What is Improvisation?
Most people will know of improvised comedy from its famous alumni - Tina Fey & Amy Poehler, Keegan-Michael Key & Jordan Peele, Steven Colbert, and basically everyone in The Office, The Good Place and Anchorman. You’ve probably also seen improvisation on TV through either Whose Line Is It Anyway or Thank God You’re Here. Improv is everywhere.
However, improvisation is a much broader movement than what reaches the screen. It all began with a woman named Viola Spolin in the early 1930s.
The Grandmother of Improvisation
Improvisation was first developed by Viola Spolin, a child of Russian-Jewish immigrants. Nicknamed “Spark” and known around her neighbourhood for wearing bright red lipstick and men’s clothes, she felt that playing games could help people be more natural, authentic, and intuitive.
That’s her with the gun.
Viola Spolin originally developed her games as a tool to advance social justice. She was working at Hull House, a settlement house in Chicago for newly arrived migrants. At the time, theatre was a key tool for amplifying underrepresented voices. Hull House performed some of the first multi-racial, non-English speaking plays in interwar America, was a major employer of unskilled and non-white Americans, and was central in helping newly arrived migrants settle in to American life.

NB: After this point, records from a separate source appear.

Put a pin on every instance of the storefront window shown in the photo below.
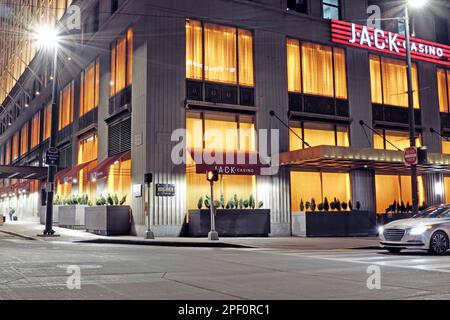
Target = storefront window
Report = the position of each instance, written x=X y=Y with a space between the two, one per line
x=89 y=93
x=66 y=106
x=306 y=186
x=87 y=152
x=47 y=122
x=24 y=140
x=443 y=78
x=122 y=63
x=35 y=128
x=390 y=188
x=321 y=70
x=391 y=140
x=317 y=134
x=389 y=85
x=221 y=49
x=15 y=146
x=221 y=132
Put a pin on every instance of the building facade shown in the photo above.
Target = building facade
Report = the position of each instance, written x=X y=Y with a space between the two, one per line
x=139 y=70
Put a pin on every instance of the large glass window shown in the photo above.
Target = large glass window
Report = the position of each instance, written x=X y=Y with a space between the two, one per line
x=389 y=85
x=219 y=132
x=87 y=152
x=443 y=79
x=15 y=146
x=66 y=106
x=24 y=140
x=35 y=130
x=316 y=69
x=89 y=93
x=47 y=122
x=331 y=9
x=317 y=134
x=122 y=63
x=227 y=51
x=391 y=140
x=390 y=188
x=306 y=186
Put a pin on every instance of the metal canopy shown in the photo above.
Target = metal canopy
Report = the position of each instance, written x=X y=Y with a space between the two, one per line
x=344 y=158
x=21 y=172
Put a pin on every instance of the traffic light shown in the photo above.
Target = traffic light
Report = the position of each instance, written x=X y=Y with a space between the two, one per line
x=212 y=175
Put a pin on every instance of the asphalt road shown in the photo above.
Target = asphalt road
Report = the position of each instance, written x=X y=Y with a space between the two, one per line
x=39 y=270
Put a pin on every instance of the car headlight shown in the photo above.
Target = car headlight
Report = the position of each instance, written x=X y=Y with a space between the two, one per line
x=419 y=230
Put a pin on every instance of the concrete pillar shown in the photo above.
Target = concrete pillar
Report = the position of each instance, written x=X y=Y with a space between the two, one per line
x=434 y=188
x=363 y=191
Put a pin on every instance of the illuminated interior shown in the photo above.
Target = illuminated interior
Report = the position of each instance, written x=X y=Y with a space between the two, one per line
x=390 y=188
x=318 y=186
x=221 y=49
x=225 y=135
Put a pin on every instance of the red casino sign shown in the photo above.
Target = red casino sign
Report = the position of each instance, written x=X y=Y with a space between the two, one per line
x=389 y=42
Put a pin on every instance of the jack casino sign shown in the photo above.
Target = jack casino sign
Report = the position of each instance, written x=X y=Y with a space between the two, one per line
x=389 y=42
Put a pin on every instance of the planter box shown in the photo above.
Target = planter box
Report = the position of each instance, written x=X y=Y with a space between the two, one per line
x=71 y=216
x=230 y=223
x=330 y=224
x=43 y=214
x=108 y=220
x=383 y=219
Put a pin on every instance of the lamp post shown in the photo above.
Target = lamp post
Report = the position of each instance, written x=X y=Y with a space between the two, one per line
x=47 y=38
x=411 y=118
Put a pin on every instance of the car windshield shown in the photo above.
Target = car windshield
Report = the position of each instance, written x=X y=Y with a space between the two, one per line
x=434 y=212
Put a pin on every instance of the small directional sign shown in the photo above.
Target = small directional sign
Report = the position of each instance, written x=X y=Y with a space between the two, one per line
x=52 y=157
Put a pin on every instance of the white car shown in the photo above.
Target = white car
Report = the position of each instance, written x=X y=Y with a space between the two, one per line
x=428 y=230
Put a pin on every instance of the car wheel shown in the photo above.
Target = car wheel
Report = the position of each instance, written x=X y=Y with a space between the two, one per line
x=394 y=250
x=438 y=243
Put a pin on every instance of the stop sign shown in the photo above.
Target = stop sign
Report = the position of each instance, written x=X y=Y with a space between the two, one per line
x=411 y=157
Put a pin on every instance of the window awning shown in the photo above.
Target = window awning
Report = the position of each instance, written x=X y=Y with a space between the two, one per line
x=227 y=161
x=71 y=175
x=344 y=158
x=101 y=170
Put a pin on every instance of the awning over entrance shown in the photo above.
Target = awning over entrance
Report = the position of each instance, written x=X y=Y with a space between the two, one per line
x=343 y=158
x=23 y=172
x=101 y=170
x=71 y=175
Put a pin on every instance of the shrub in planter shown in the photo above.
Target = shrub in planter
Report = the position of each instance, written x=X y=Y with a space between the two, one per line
x=326 y=205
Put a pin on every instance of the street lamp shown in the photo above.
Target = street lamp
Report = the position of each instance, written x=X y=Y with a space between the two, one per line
x=412 y=121
x=48 y=38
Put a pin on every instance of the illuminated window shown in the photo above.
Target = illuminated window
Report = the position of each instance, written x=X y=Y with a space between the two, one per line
x=35 y=130
x=390 y=188
x=66 y=106
x=443 y=79
x=317 y=134
x=122 y=63
x=8 y=153
x=391 y=140
x=330 y=9
x=318 y=186
x=15 y=146
x=221 y=132
x=316 y=69
x=24 y=140
x=87 y=152
x=89 y=93
x=222 y=48
x=389 y=85
x=47 y=122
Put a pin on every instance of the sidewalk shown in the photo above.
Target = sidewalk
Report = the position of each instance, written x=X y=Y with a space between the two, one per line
x=30 y=230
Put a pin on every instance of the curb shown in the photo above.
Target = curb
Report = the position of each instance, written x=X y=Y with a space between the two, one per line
x=19 y=235
x=165 y=243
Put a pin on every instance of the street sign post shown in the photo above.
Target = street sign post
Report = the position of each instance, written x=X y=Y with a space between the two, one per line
x=411 y=156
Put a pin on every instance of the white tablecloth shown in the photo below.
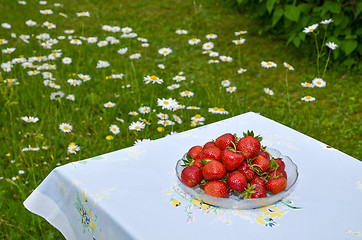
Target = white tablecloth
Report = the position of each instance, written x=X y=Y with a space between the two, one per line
x=133 y=193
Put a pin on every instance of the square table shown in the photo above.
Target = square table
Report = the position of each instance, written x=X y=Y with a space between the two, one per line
x=133 y=193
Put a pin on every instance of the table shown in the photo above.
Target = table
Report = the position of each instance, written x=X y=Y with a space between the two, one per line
x=133 y=193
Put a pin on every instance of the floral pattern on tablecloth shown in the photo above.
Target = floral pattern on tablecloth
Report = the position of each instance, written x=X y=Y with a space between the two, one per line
x=87 y=217
x=267 y=216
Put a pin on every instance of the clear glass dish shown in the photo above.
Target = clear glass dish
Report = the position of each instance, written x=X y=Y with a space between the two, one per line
x=235 y=202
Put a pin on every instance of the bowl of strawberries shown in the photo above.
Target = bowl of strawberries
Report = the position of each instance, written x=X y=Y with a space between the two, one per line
x=236 y=173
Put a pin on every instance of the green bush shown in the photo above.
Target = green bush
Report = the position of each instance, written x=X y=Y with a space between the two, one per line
x=290 y=17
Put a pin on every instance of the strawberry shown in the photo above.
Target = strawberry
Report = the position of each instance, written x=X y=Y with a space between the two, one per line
x=260 y=164
x=209 y=144
x=225 y=140
x=265 y=154
x=213 y=170
x=195 y=152
x=237 y=181
x=276 y=185
x=258 y=181
x=260 y=191
x=211 y=153
x=217 y=188
x=249 y=145
x=191 y=175
x=246 y=171
x=231 y=159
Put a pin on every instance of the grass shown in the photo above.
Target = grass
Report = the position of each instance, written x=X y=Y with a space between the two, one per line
x=334 y=118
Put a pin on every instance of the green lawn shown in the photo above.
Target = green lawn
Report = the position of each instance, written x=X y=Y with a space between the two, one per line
x=333 y=118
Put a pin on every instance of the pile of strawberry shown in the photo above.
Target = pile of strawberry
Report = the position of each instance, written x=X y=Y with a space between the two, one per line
x=232 y=165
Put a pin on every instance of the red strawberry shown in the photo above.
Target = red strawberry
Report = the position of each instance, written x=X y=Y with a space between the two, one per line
x=266 y=155
x=213 y=170
x=231 y=159
x=246 y=171
x=217 y=189
x=209 y=144
x=191 y=175
x=225 y=140
x=274 y=173
x=237 y=181
x=258 y=181
x=276 y=185
x=260 y=191
x=249 y=146
x=195 y=152
x=211 y=153
x=261 y=164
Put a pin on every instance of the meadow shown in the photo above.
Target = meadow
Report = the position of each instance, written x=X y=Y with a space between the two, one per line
x=83 y=78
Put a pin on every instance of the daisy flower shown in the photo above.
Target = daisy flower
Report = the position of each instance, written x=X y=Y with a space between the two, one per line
x=152 y=79
x=198 y=117
x=308 y=98
x=225 y=83
x=208 y=46
x=165 y=51
x=318 y=82
x=173 y=86
x=186 y=93
x=74 y=82
x=73 y=149
x=242 y=70
x=83 y=14
x=65 y=127
x=137 y=126
x=177 y=119
x=268 y=64
x=211 y=36
x=144 y=110
x=239 y=41
x=127 y=30
x=67 y=60
x=56 y=95
x=268 y=91
x=193 y=108
x=114 y=129
x=135 y=56
x=92 y=39
x=181 y=31
x=288 y=66
x=83 y=77
x=213 y=54
x=70 y=97
x=102 y=43
x=102 y=64
x=30 y=119
x=331 y=45
x=226 y=59
x=240 y=33
x=306 y=84
x=231 y=89
x=213 y=61
x=169 y=104
x=179 y=78
x=327 y=21
x=133 y=113
x=194 y=41
x=30 y=23
x=311 y=28
x=109 y=105
x=122 y=50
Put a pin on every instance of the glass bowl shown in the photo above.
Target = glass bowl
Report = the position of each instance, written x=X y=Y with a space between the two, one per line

As her work progressed, Viola felt her theatre games could be used as a ‘total actor training method'. At the time, theatres in the United States were mostly using The Method, an approach to acting that relied on actors dredging up often painful memories from their past to inform their performance. In The Method we see the origins of the stereotype of the suffering artist who constantly creates work through their trauma.

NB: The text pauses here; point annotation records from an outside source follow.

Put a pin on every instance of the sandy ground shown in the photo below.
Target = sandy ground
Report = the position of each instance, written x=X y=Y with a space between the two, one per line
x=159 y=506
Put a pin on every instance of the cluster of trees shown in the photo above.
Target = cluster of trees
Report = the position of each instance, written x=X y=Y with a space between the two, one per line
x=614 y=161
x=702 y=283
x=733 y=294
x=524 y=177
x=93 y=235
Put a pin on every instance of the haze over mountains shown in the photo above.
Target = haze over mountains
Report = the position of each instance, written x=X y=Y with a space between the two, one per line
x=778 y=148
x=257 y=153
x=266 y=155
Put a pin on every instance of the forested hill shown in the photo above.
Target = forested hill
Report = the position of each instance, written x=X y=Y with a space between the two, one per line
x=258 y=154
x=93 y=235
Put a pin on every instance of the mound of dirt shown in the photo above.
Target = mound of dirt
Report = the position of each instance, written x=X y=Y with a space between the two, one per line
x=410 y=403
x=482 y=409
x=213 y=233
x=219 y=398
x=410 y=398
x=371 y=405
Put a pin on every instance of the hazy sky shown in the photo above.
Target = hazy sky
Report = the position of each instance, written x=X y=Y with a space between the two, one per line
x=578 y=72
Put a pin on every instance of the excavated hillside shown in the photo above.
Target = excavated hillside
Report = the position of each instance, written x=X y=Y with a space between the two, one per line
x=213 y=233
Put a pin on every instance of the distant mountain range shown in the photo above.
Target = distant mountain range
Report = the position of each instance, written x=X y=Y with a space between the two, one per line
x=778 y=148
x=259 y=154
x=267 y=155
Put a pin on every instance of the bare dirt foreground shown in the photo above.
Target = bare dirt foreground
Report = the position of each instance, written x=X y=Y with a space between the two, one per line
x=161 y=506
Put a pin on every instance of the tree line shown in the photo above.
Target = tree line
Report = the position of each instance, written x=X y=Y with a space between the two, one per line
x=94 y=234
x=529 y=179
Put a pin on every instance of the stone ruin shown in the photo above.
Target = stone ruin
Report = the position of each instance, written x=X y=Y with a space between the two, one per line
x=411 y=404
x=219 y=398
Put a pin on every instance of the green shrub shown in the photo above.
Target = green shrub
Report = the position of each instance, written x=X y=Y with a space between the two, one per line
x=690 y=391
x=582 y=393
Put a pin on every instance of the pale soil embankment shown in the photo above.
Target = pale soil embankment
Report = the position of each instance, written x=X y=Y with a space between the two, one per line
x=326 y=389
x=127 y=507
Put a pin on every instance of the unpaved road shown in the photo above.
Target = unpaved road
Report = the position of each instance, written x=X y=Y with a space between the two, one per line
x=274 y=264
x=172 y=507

By contrast, Viola’s games encouraged people to be focused on the present, not the past. Where the Method used pain to drive performance, Spolin believed that creativity could be an act of joyful presence.
Thinking by Doing
Improvisation classes are centred around playing games specifically designed to tap in to different aspects of joyful creativity. This could mean letting go of self-consciousness, trusting your intuition, or becoming comfortable with failure.
In the long-term, these games support players to improvise entire performances with only their intuition and other players to guide them.

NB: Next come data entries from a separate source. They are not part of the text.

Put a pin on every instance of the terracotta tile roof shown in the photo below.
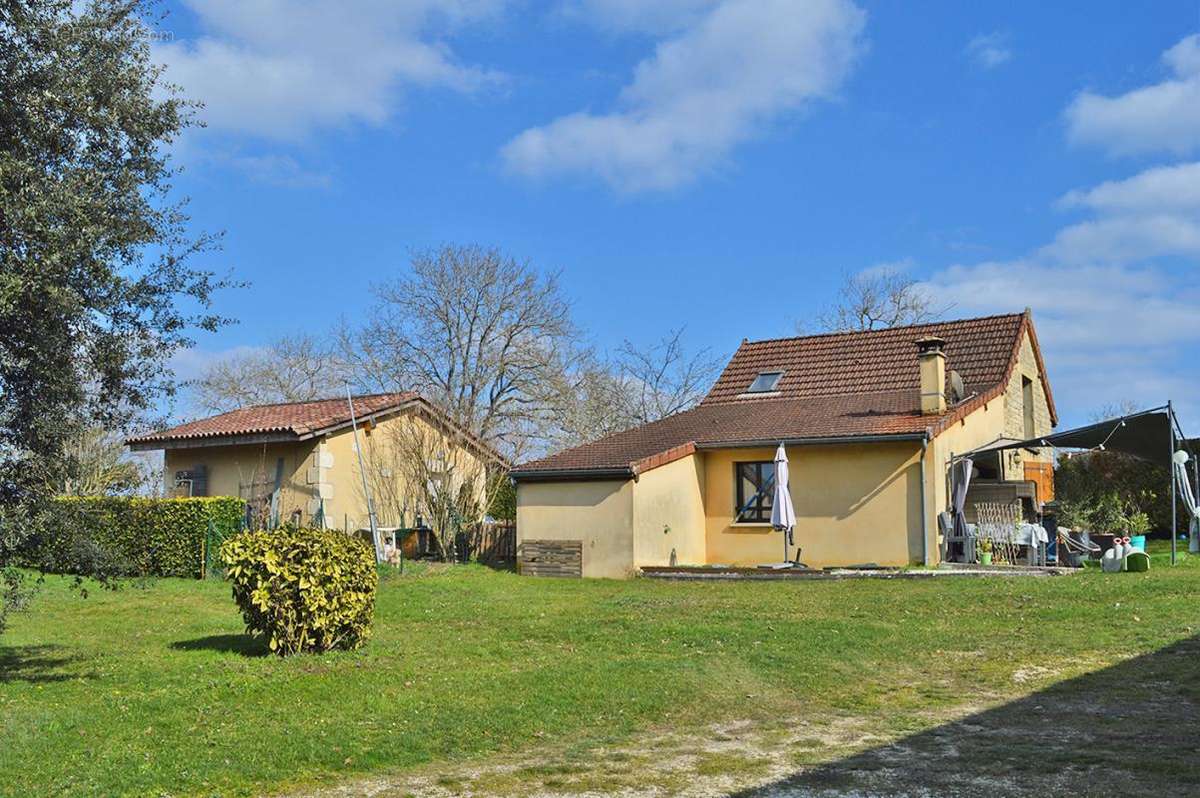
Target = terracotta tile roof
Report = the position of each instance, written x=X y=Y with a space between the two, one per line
x=298 y=419
x=875 y=361
x=834 y=387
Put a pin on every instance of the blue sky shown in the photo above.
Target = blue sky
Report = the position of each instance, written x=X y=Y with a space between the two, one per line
x=714 y=163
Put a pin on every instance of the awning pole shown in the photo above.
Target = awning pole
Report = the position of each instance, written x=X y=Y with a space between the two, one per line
x=1170 y=432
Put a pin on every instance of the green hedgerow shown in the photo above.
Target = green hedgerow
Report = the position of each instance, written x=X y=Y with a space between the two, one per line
x=303 y=589
x=131 y=535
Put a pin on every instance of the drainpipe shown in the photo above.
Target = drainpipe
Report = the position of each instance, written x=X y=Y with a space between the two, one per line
x=924 y=511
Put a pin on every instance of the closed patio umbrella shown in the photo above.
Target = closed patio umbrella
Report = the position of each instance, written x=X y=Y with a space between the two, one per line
x=783 y=514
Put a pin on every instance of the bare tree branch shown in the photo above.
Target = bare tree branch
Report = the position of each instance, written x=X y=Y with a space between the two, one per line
x=294 y=369
x=474 y=331
x=877 y=299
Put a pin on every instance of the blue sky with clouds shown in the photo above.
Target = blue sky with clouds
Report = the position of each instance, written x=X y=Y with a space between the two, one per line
x=714 y=163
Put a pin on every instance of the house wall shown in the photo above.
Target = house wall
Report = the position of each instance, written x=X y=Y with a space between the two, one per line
x=669 y=514
x=853 y=504
x=599 y=514
x=324 y=473
x=1014 y=413
x=1000 y=418
x=231 y=469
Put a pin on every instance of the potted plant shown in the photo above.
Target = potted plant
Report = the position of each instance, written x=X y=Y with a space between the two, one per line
x=1137 y=526
x=984 y=549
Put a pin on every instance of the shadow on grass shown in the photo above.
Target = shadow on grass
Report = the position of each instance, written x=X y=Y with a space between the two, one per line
x=1127 y=730
x=36 y=665
x=241 y=645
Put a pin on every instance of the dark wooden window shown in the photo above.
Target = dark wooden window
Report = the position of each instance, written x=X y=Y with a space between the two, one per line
x=755 y=492
x=1027 y=407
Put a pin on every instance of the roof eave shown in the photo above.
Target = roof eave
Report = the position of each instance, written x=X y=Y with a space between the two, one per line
x=201 y=442
x=571 y=474
x=756 y=443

What surprised Spolin is that when adults played her theatre games, they would often laugh together. At first, she found this frustrating - the purpose wasn’t comedy! Viola unintentionally discovered that when we experience joyful presence in a group setting, laughter is the natural response. Indeed, contemporary neuroscience and psychology suggests that laughter has less to do with humour than it does with good relationships[1].
Although Viola’s career focused on training actors, she always believed that her games were something that everybody could do. The long legacy of improvisation shows that improvisation has broad application well outside theatre and comedy. Improvisation has been used as a clinical intervention to help reduce anxiety[2, 3], build high-performance teams in a corporate environments[4, 5], and even to reduce rates of re-offending amongst maximum security prisoners[6, 7]. Of course, many people also take improvisation classes just for fun and as a way to look after their mental health.
The best way we learn is through experiencing something directly. Improvisation provides us with an experience of stepping into the unknown, with only our intuition and our friends to guide us.
Done well, it’s a joy. Done superbly, it’s an art.